Engineering Human-Centric Accountability

In response to these failures, SafeBae launched Vibe Check in mid-March. The free, anonymous tool is designed specifically to help young people determine if they have violated a partner’s consent and how to navigate the subsequent apology and repair process.

Unlike the generative AI tools that dominate the current tech landscape, Vibe Check is an automated decision-tree system built on a decade of direct casework rather than on scraped internet text.

“Vibe Check ‘is intentionally not AI’,” said Shael Norris, co-founder and executive director of SafeBae. “It was built by our team based on over a decade of direct work with young people.”

The platform guides users through reflective questioning, such as “The person I was with is mad and I’m worried I did something wrong,” and provides education on the physiological “freeze response” and legal frameworks surrounding alcohol and consent. The tool repeatedly reminds users that a partner who is intoxicated, unconscious, or otherwise unable to communicate cannot give valid consent, echoing the standards that underpin many campus codes of conduct and state sexual assault laws.

“If someone became distant, upset, or quiet afterward, that can be a sign they didn’t feel okay about what happened. You don’t need them to ‘prove’ anything for their feelings to matter. Accountability here can look like listening, apologizing without pressure and respecting whatever boundaries they set.”

As of late April, the site has recorded more than 3,500 unique visitors, a modest number that SafeBae staff say still represents a significant early test bed for how non-AI tools can complement formal sex-education curricula in schools.

The Limits of Machine Learning in Sex Education

The push for non-AI tools comes as medical researchers evaluate the efficacy of LLMs in reproductive health. While AI can efficiently handle “straightforward” data, such as contraception methods, it struggles with the subjective and emotional nature of consent and the lived consequences of crossing boundaries.

Scarlett Bergam, a graduating student at the George Washington University school of medicine and health sciences and lead author of a recent review of AI sex-ed tools, notes that AI performs poorly “when discussing more complex or sensitive topics, such as abortion or sexual pleasure.” Many models, she added in an interview, also fail to consistently flag when a user’s description raises red flags for coercion, power imbalance, or intoxication.

For Davis, the goal of creating a structured, non-sycophantic tool was to provide an “off-ramp” for individuals who have caused harm. He argues that by providing a path toward accountability, the tool can reduce suicidal ideation among isolated boys and “take the onus off of survivors for having to lead these efforts for repair and apology.”

The initiative also lands amid a broader policy conversation over how far AI should go in answering questions about sex, relationships, and self-harm-areas where regulators have signaled particular concern but have yet to issue detailed, binding rules.
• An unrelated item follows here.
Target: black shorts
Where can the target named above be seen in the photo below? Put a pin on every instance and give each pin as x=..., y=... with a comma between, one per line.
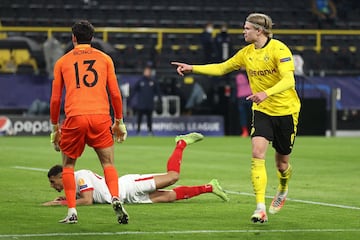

While governments debate age-verification systems, platform liability, and AI safety standards, tools like Vibe Check are attempting, in practice, to model what safer digital guidance could look like.

This approach arrives as the World Health Organization reports record levels of mental health distress among adolescents globally, compounding the urgency for safe, reliable digital interventions. In that context, the stakes of a single AI-generated answer-or a single night spent doomscrolling through hostile forums-can extend far beyond one conversation.

Apollo Knapp, 17, a member of SafeBae’s youth board of directors, tested the tool with classmates using hypothetical scenarios. He expressed hope that the tool could reach preteens before they begin relying on algorithmic advice.

“If humans are messing up consent this much, I don’t even want to see what a robot’s going to do with it,” Knapp said.

Vibe Check remains free and anonymous, operating as a specialized alternative to general-purpose AI and unmoderated social forums, and offering a glimpse of how youth-focused, human-designed systems might eventually sit alongside emerging regulatory expectations for safer AI.